In practice, that means the rescue bot gets its own:
- config file
- state directory
- workspace (by default `~/.openclaw/workspace-rescue`)
- managed service name
The prompts are otherwise the same as normal onboarding.
## Port mapping (derived)
Base port = `gateway.port` (or `OPENCLAW_GATEWAY_PORT` / `--port`).
- browser control service port = base + 2 (loopback only)
- canvas host is served on the Gateway HTTP server (same port as `gateway.port`)
- Browser profile CDP ports auto-allocate from `browser.controlPort + 9 .. + 108`
If you override any of these in config or env, you must keep them unique per instance.
## Browser/CDP notes (common footgun)
- Do **not** pin `browser.cdpUrl` to the same values on multiple instances.
- Each instance needs its own browser control port and CDP range (derived from its gateway port).
- If you need explicit CDP ports, set `browser.profiles.<name>.cdpPort` per instance.

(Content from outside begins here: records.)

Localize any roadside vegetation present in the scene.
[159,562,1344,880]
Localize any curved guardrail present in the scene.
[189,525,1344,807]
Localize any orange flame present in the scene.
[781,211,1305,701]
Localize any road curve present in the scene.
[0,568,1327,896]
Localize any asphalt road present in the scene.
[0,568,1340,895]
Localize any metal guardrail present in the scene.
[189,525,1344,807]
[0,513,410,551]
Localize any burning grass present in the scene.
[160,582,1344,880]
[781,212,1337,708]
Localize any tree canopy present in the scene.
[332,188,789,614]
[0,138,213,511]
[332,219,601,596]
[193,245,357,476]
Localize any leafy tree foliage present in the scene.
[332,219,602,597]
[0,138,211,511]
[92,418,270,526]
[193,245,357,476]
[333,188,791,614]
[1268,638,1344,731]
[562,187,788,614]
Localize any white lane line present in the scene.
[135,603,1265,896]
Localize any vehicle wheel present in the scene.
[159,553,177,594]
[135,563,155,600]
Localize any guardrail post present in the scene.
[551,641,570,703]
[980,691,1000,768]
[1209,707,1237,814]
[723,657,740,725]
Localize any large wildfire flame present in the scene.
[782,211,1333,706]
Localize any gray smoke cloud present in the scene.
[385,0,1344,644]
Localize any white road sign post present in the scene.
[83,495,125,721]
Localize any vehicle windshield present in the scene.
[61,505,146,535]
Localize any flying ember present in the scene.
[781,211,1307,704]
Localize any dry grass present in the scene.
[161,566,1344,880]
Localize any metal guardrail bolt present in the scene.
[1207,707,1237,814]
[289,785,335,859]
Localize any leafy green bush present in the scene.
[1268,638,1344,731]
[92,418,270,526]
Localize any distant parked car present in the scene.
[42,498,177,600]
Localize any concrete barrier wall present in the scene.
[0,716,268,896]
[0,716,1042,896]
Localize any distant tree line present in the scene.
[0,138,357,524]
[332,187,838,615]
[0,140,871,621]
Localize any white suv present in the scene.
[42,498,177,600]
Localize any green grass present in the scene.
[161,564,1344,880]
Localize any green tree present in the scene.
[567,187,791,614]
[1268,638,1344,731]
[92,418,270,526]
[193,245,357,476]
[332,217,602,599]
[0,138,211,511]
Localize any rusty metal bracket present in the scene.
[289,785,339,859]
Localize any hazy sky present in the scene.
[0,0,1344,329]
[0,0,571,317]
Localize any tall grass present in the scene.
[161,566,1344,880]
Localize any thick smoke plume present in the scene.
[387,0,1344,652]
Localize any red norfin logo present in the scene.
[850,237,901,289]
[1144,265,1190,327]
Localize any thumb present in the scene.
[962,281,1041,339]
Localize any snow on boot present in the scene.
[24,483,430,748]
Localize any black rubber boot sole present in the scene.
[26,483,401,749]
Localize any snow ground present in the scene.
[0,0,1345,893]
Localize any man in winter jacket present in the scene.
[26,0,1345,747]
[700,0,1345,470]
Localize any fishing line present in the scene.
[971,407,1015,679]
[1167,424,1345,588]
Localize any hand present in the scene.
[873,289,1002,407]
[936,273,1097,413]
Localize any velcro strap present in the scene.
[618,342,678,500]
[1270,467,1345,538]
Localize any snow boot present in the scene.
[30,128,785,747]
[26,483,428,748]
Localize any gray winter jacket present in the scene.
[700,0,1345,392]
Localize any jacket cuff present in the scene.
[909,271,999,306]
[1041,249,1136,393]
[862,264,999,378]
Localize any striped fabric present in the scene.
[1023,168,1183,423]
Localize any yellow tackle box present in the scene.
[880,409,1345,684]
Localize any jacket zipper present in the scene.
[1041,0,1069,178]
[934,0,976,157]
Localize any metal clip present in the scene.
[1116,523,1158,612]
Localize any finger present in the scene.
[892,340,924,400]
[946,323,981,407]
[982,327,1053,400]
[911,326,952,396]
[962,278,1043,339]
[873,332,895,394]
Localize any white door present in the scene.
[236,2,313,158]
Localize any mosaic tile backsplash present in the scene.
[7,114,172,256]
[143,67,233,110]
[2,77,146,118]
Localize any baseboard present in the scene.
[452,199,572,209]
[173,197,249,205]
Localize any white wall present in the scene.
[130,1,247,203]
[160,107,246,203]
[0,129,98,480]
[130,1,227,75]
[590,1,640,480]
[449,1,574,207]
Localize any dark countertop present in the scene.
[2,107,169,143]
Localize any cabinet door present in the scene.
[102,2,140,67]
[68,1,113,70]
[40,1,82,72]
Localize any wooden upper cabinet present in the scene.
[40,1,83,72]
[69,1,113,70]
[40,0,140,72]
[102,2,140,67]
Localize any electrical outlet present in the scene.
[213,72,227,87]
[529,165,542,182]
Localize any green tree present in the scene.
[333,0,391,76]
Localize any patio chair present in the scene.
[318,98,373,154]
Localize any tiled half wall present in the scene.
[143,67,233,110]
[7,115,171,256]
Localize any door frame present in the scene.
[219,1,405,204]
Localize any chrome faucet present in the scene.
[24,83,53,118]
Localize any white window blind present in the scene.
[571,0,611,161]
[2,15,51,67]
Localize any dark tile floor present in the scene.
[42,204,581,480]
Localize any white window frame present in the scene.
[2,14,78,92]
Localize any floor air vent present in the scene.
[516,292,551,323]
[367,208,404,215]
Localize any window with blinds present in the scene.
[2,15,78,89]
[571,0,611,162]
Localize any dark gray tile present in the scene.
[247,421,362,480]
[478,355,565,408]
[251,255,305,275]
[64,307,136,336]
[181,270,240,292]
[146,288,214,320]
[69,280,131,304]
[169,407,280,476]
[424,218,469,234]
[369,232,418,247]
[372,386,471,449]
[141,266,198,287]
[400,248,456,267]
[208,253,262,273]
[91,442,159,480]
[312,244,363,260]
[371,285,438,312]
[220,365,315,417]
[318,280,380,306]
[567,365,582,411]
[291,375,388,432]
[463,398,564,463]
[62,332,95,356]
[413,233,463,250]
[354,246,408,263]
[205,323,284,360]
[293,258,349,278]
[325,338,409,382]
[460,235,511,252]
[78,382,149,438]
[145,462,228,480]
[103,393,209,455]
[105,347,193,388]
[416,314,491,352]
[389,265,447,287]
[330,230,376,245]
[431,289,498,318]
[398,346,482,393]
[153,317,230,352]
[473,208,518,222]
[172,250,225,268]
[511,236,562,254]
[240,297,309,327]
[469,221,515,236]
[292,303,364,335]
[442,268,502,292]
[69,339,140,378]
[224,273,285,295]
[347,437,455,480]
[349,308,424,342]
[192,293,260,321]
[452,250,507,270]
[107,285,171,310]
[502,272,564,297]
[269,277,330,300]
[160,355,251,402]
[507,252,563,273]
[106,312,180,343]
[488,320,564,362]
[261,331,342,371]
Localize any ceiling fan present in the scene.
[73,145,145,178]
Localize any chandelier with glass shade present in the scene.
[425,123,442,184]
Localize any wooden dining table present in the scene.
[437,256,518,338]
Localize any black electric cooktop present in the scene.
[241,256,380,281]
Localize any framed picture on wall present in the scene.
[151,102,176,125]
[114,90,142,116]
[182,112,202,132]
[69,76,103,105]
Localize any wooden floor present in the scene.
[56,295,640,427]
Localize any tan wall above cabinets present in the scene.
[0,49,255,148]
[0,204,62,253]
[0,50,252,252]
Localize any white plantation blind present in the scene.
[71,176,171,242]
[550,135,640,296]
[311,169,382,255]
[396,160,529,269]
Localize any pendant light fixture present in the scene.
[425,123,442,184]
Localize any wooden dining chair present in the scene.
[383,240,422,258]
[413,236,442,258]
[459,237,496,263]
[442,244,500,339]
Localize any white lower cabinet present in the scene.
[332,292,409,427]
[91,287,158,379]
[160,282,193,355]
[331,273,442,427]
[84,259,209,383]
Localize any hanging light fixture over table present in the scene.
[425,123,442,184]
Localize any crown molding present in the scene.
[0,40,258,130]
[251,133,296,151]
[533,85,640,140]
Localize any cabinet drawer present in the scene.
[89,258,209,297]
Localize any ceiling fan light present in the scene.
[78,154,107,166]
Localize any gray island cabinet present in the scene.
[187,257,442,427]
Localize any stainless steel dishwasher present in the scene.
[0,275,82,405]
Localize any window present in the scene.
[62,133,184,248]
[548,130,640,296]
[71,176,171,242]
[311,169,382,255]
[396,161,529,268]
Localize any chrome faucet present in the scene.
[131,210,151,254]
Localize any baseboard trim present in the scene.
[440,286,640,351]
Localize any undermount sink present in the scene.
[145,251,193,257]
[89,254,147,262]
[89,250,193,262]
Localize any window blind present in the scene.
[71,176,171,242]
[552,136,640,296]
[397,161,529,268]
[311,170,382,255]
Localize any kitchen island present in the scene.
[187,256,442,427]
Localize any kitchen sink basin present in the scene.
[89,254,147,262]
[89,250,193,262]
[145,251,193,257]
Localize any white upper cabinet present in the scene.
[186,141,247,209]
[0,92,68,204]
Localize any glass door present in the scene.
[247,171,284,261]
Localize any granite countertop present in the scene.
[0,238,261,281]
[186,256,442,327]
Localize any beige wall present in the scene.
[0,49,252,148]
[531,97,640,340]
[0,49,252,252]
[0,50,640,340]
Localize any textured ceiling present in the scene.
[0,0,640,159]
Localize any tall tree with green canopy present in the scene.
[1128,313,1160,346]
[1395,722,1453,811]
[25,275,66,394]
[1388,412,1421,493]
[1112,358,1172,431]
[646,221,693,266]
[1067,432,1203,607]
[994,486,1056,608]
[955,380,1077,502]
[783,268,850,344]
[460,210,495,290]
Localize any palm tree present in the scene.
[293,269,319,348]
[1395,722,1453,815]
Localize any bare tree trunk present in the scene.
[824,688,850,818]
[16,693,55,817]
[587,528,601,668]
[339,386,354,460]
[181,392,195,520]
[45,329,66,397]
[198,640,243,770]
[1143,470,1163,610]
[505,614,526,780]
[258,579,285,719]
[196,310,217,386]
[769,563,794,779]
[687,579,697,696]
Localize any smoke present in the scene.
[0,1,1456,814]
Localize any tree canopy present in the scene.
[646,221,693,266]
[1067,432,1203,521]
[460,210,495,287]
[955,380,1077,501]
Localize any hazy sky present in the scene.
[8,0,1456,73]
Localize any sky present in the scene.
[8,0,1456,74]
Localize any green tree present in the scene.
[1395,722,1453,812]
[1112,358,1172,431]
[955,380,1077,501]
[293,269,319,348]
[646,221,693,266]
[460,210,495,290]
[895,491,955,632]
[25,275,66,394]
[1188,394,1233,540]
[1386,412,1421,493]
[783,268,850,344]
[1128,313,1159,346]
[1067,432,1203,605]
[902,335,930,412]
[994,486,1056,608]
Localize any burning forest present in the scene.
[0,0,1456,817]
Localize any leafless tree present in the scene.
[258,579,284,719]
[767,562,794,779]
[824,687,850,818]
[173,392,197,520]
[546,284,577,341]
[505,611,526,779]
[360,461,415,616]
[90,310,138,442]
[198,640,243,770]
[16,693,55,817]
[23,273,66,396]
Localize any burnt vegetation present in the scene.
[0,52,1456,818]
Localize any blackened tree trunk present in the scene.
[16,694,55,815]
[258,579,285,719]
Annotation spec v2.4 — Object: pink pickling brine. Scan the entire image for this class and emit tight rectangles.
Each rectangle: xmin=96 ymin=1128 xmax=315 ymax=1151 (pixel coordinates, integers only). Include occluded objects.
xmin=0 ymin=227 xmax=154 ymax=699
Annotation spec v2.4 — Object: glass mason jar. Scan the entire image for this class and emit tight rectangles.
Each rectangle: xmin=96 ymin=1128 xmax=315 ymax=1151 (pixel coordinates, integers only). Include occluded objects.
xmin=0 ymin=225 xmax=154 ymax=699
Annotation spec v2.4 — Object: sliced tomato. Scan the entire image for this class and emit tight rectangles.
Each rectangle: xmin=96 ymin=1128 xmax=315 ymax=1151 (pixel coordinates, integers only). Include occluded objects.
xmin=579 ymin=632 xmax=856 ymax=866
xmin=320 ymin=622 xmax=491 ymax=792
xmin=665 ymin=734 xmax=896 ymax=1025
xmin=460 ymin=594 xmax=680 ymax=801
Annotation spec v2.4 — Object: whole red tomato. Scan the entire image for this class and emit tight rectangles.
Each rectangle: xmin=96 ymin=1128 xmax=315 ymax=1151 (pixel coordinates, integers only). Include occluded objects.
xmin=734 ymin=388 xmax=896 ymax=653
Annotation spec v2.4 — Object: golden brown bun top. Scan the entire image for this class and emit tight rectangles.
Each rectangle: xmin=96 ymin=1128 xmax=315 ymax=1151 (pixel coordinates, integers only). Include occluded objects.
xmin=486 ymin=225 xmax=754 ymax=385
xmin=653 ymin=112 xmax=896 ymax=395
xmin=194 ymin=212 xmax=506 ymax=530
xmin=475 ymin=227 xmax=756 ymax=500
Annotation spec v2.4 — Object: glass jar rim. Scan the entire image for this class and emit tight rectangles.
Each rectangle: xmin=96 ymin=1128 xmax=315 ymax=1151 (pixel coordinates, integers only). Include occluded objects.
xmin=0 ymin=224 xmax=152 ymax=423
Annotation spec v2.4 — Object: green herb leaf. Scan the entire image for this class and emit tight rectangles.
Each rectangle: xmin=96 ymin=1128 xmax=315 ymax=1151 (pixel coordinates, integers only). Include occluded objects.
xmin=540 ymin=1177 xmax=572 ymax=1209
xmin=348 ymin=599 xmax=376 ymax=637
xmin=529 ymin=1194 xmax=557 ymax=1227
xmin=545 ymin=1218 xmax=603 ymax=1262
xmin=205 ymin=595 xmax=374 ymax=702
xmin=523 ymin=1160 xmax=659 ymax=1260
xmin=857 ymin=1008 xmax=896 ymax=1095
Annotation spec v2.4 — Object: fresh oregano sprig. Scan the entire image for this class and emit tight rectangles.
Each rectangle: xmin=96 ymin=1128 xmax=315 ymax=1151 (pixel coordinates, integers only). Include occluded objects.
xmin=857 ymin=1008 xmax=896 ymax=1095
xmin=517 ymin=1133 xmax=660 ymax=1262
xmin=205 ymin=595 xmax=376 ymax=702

- Remote Chrome: use `browser.profiles.<name>.cdpUrl` (per profile, per instance).
## Manual env example
```bash
OPENCLAW_CONFIG_PATH=~/.openclaw/main.json \
OPENCLAW_STATE_DIR=~/.openclaw \
openclaw gateway --port 18789
OPENCLAW_CONFIG_PATH=~/.openclaw/rescue.json \
OPENCLAW_STATE_DIR=~/.openclaw-rescue \
openclaw gateway --port 19001
```
## Quick checks
```bash
openclaw gateway status --deep
openclaw --profile rescue gateway status --deep
openclaw --profile rescue gateway probe
openclaw status
openclaw --profile rescue status
openclaw --profile rescue browser status
```
Interpretation:
- `gateway status --deep` helps catch stale launchd/systemd/schtasks services from older installs.
- `gateway probe` warning text such as `multiple reachable gateways detected` is expected only when you intentionally run more than one isolated gateway.